Arista plans to unveil its AI agent technology at the 10th anniversary of its IPO at the NYSE on June 5th, with customer trials anticipated in the second half of 2024.
In a related development, Arista announced a partnership with Vast Data to provide customers with high-performance infrastructure for AI development.
Vast, launched in 2019, offers a comprehensive package of storage, database, and computing services aimed at managing the development of large-scale AI workloads in data centers and cloud environments, according to the vendor.

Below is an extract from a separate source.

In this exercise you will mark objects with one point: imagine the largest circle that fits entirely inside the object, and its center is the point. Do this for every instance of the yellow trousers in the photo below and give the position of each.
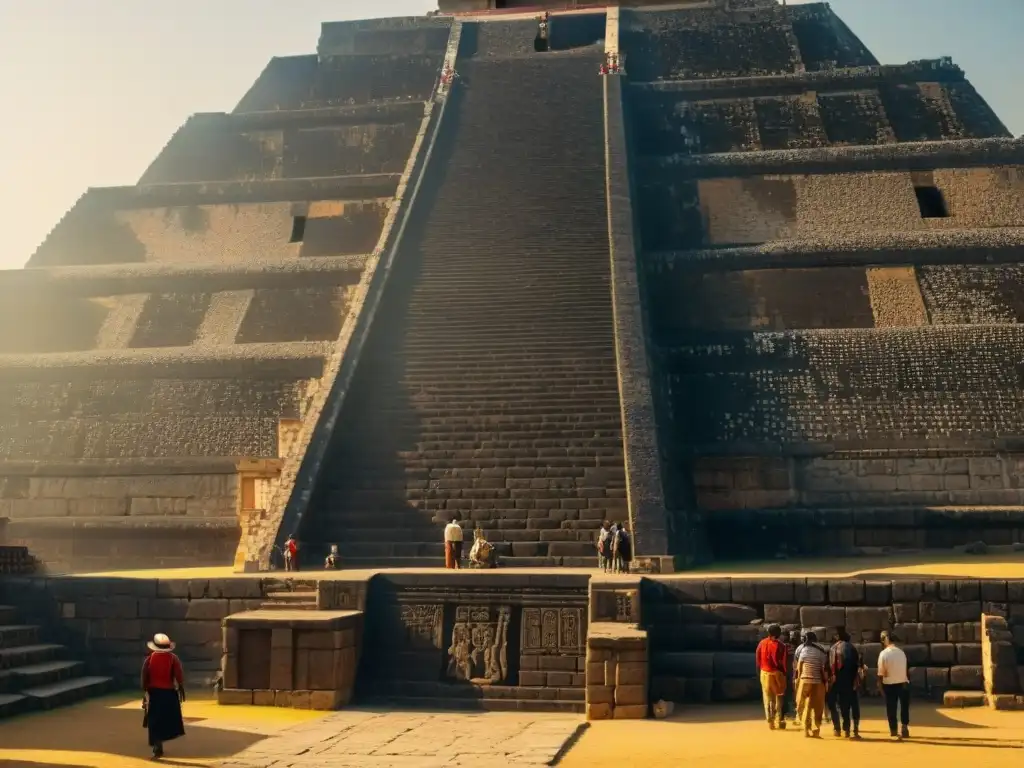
(771, 683)
(811, 704)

As part of the agreement, Vast has certified Arista switches to operate within its environment. Together, they will collaborate to incorporate security and management technologies for AI-based infrastructures. Customers, according to Vast, will be able to track how AI data moves from edge-to-core-to-cloud.
Vast Data Platform, according to the vendor’s report, optimizes organizations’ data sets using proprietary Similarity data reduction and compression techniques. These techniques can significantly reduce power consumption and increase efficiency. You can read more about this in their press release.
In addition to Arista, Vast collaborates with a variety of partners. This includes Nvidia, which makes use of Nvidia’s Bluefield-3 SuperNIC, and Hewlett Packard Enterprise, which incorporates Vast’s technology in its HPE for GreenLake File Storage service.